“The world does not revolve around you.” While most kids have heard this line from time to time-I can attest that my parents meant it. However they did not just mean being a whiney kid would not be tolerated. Included was the message each one of us is part of the community and it is both our honor and our obligation to care for those less fortunate than ourselves. In our home, tzedakah, meant, and still means, giving not just with dollars and cents but with hands and heart. For me, serving my community began and continued throughout my childhood as a member of the Girl Scouts as well as through my participation in multiple school-based groups including Helping Hands and SADD.
In the beginning of Girl Scouts, I enjoyed the projects and snacks, but as time went on, I realized that our activities were making a difference. For example, playing board games with the elderly each week made them smile-and gave them something to look forward to every Sunday.
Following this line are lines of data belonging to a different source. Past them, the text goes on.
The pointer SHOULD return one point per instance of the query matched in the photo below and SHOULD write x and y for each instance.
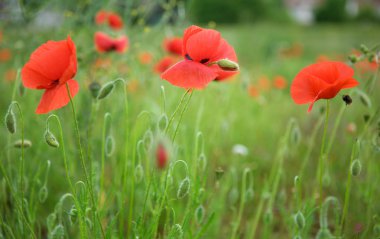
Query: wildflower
(173, 45)
(165, 63)
(50, 67)
(201, 49)
(279, 82)
(321, 81)
(115, 21)
(105, 43)
(161, 156)
(145, 58)
(101, 17)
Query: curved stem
(322, 152)
(82, 159)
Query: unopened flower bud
(161, 156)
(105, 90)
(299, 220)
(10, 121)
(19, 143)
(51, 140)
(184, 188)
(94, 88)
(356, 167)
(353, 59)
(228, 65)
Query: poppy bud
(184, 188)
(356, 167)
(42, 194)
(228, 65)
(353, 59)
(19, 143)
(105, 90)
(51, 140)
(10, 121)
(347, 99)
(219, 173)
(94, 88)
(364, 49)
(161, 156)
(199, 214)
(299, 220)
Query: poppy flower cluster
(51, 68)
(112, 18)
(172, 46)
(206, 57)
(105, 43)
(321, 81)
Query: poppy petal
(202, 46)
(57, 97)
(189, 74)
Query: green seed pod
(324, 233)
(163, 122)
(19, 143)
(105, 90)
(199, 214)
(58, 232)
(184, 188)
(110, 146)
(219, 172)
(353, 59)
(228, 65)
(356, 167)
(51, 139)
(10, 121)
(139, 173)
(176, 232)
(299, 220)
(376, 229)
(73, 215)
(94, 88)
(42, 194)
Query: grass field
(243, 162)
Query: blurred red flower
(101, 17)
(321, 81)
(105, 43)
(145, 58)
(165, 63)
(173, 45)
(202, 48)
(279, 82)
(115, 21)
(50, 67)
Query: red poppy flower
(321, 81)
(165, 63)
(101, 17)
(50, 67)
(201, 49)
(115, 21)
(279, 82)
(105, 43)
(173, 45)
(145, 58)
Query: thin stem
(82, 159)
(175, 111)
(180, 117)
(82, 223)
(348, 191)
(242, 203)
(322, 152)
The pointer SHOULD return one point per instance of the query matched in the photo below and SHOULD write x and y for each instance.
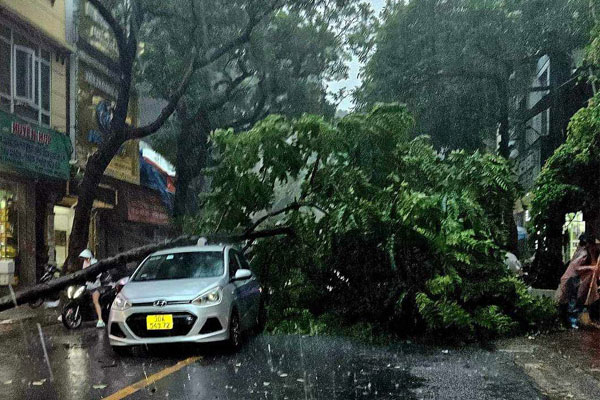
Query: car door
(240, 300)
(251, 291)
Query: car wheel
(235, 331)
(105, 314)
(121, 351)
(71, 318)
(36, 303)
(261, 318)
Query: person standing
(577, 279)
(89, 260)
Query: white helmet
(87, 253)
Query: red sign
(148, 211)
(26, 131)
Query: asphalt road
(81, 365)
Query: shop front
(138, 219)
(34, 166)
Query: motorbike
(50, 272)
(79, 306)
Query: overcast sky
(353, 80)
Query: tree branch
(292, 207)
(137, 254)
(138, 133)
(259, 110)
(224, 98)
(253, 20)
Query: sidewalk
(44, 313)
(564, 365)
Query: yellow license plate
(159, 322)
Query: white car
(187, 294)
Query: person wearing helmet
(577, 279)
(89, 260)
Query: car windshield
(181, 266)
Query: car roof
(190, 249)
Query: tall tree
(282, 69)
(459, 64)
(127, 20)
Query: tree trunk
(503, 118)
(94, 172)
(137, 254)
(192, 157)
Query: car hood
(172, 289)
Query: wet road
(268, 367)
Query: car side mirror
(242, 274)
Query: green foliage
(457, 63)
(388, 232)
(283, 69)
(566, 184)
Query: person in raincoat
(575, 282)
(88, 260)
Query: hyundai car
(203, 293)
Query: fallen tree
(137, 254)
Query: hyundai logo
(160, 303)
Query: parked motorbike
(50, 272)
(79, 306)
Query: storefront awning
(32, 149)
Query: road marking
(131, 389)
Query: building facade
(35, 147)
(555, 95)
(118, 218)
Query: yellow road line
(131, 389)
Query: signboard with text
(33, 149)
(94, 88)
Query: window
(5, 60)
(233, 264)
(181, 266)
(25, 77)
(24, 74)
(242, 261)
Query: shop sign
(33, 149)
(147, 211)
(95, 89)
(96, 32)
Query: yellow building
(35, 147)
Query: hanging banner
(32, 149)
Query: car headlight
(121, 303)
(74, 292)
(209, 298)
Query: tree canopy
(282, 69)
(459, 64)
(385, 230)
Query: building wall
(41, 22)
(58, 99)
(46, 15)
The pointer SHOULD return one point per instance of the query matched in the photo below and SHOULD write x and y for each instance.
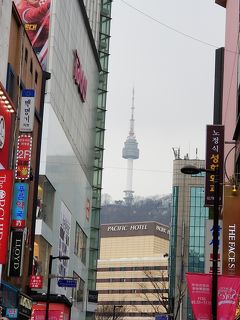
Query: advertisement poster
(64, 244)
(6, 182)
(5, 133)
(19, 205)
(35, 16)
(200, 292)
(23, 159)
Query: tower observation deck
(130, 152)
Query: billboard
(214, 159)
(23, 158)
(27, 110)
(5, 133)
(16, 254)
(35, 16)
(231, 232)
(19, 205)
(6, 181)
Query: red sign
(36, 282)
(6, 182)
(5, 131)
(200, 291)
(79, 77)
(23, 161)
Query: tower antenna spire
(130, 152)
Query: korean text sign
(214, 159)
(19, 205)
(27, 110)
(6, 181)
(23, 161)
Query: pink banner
(200, 292)
(228, 291)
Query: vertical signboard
(16, 254)
(27, 110)
(23, 159)
(19, 205)
(209, 246)
(214, 159)
(5, 132)
(6, 181)
(231, 232)
(64, 244)
(35, 16)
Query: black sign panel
(16, 254)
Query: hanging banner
(27, 110)
(16, 254)
(6, 182)
(35, 16)
(23, 159)
(200, 292)
(214, 159)
(19, 205)
(231, 232)
(228, 291)
(209, 246)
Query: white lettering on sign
(232, 247)
(138, 227)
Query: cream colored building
(133, 268)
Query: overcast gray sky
(166, 50)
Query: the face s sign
(2, 131)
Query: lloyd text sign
(71, 283)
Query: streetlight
(51, 258)
(114, 310)
(194, 170)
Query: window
(78, 292)
(45, 201)
(80, 243)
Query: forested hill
(148, 209)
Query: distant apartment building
(188, 234)
(133, 269)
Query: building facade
(188, 234)
(132, 278)
(68, 44)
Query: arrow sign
(70, 283)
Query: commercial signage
(23, 159)
(209, 245)
(27, 110)
(36, 282)
(231, 232)
(135, 229)
(200, 292)
(79, 77)
(70, 283)
(6, 181)
(36, 21)
(5, 133)
(25, 305)
(12, 313)
(214, 159)
(16, 254)
(19, 205)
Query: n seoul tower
(130, 152)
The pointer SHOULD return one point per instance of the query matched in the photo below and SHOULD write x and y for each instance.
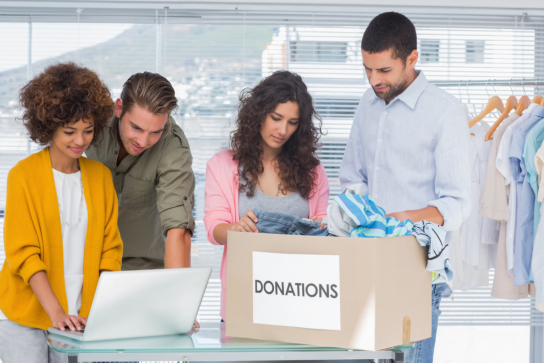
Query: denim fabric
(322, 233)
(281, 223)
(423, 351)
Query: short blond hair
(150, 91)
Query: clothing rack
(491, 82)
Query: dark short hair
(390, 31)
(62, 94)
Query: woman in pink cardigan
(272, 163)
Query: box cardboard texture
(385, 298)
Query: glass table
(208, 343)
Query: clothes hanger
(537, 99)
(494, 103)
(511, 103)
(523, 103)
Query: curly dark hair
(298, 156)
(62, 94)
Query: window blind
(211, 55)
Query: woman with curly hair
(60, 225)
(272, 163)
As Girl Scouts progressed I completed both my Bronze and Silver Awards and am currently a candidate for the Gold Award. For the Bronze Award, I worked with my troop to beautify the local middle school’s courtyard, cleaning up what was already in the garden and planting more flowers around the school.
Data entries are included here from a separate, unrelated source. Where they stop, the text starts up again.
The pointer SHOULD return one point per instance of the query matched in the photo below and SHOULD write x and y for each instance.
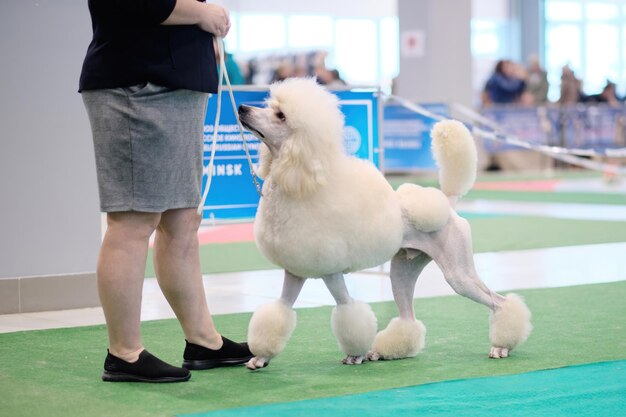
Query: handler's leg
(120, 272)
(177, 266)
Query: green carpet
(490, 234)
(56, 372)
(592, 390)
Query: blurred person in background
(506, 85)
(571, 87)
(537, 81)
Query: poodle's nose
(243, 109)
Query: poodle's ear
(297, 170)
(265, 161)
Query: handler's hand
(215, 20)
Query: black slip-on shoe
(198, 357)
(148, 368)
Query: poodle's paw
(498, 352)
(353, 360)
(372, 355)
(257, 363)
(509, 326)
(401, 339)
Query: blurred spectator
(608, 95)
(284, 71)
(329, 77)
(506, 84)
(537, 81)
(571, 87)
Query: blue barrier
(406, 138)
(580, 127)
(232, 196)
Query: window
(364, 50)
(590, 36)
(356, 50)
(261, 32)
(310, 31)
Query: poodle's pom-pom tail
(455, 153)
(354, 325)
(270, 328)
(510, 324)
(401, 339)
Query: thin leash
(223, 74)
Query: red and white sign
(412, 44)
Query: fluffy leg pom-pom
(269, 330)
(401, 339)
(509, 326)
(354, 325)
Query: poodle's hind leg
(272, 324)
(353, 322)
(509, 321)
(404, 336)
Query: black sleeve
(144, 11)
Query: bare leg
(177, 266)
(353, 322)
(120, 272)
(272, 324)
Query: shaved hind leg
(451, 249)
(404, 336)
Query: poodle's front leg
(272, 324)
(404, 337)
(353, 322)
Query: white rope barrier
(498, 134)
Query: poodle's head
(301, 130)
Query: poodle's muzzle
(245, 116)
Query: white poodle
(324, 214)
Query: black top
(130, 46)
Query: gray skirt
(148, 142)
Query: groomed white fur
(270, 328)
(354, 325)
(510, 325)
(427, 209)
(455, 153)
(401, 339)
(324, 213)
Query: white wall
(443, 73)
(360, 8)
(49, 215)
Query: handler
(145, 83)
The Silver Award took on greater meaning as, I, along with three fellow troop members, created a healthy cookbook for the families at our local Ronald McDonald House. When we first began visiting the Ronald McDonald House we made sweet treats for the residents and their families to enjoy. However, we quickly realized that’s what many volunteers were making and the reality is they were not healthy choices for people who needed to focus on nutritious eating for their overall health. Our project morphed into fun fruit and vegetable creations. At the end of the program we turned this into a cookbook which we left for the families to enjoy and create their own healthy snacks.
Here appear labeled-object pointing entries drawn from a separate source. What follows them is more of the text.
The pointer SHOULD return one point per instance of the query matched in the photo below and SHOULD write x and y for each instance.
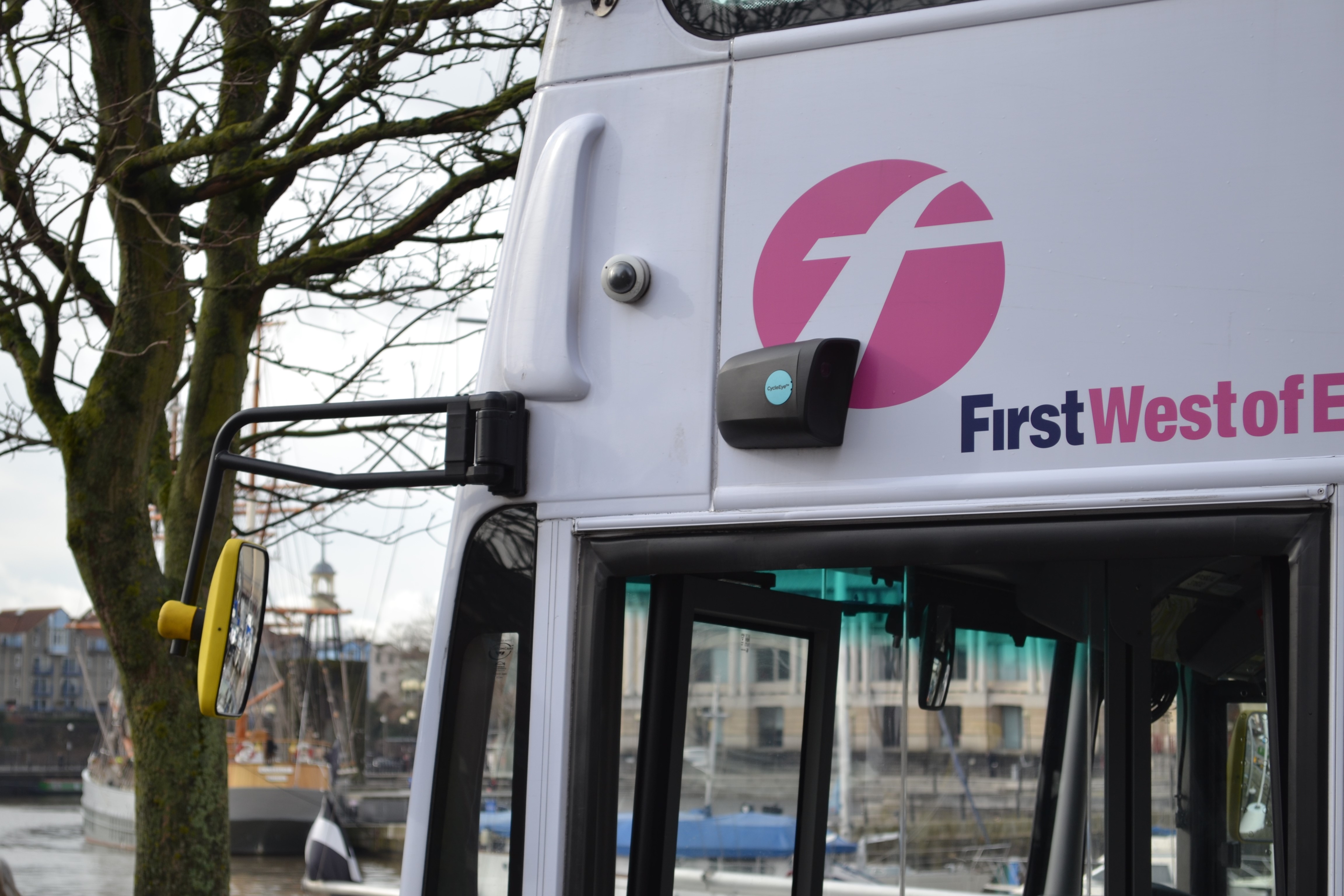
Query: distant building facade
(34, 653)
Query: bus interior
(1111, 703)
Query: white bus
(1051, 581)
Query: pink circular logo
(897, 254)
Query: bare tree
(169, 175)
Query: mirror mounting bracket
(486, 445)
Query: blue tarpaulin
(498, 822)
(749, 835)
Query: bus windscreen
(722, 19)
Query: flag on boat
(327, 855)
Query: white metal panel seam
(902, 25)
(1335, 868)
(547, 750)
(971, 507)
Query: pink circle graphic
(941, 300)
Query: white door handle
(541, 339)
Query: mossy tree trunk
(310, 88)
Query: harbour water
(43, 843)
My passion for serving the community runs deep. My parents may have made clear from the beginning that giving back was a family priority, but they did not just say it, they both live it. Every day my father contributes his time and energy to serving our local Jewish Community Center and is its current Board President. Not once have I seen him turn down a request for help from this organization nor the many others in which he is involved. My mother, similarly, contributes not only to our community-based educational and religious organizations, but she has stood by my side as my Girl Scout leader since I was just a Brownie. It is with their teachings and their strength to guide me that I look forward to continuing to help those around me-now and in the future. I know the world does not revolve around me-but I hope to make the days and lives of those I can reach spin with just a little more strength and a little more joy. In our home, giving back is known as “tikkun olam,” or “world repair.” I feel that through my volunteer work I have only just begun my share of tikkun olam. Through my continuous actions , I plan to help repair the world, even just a little bit.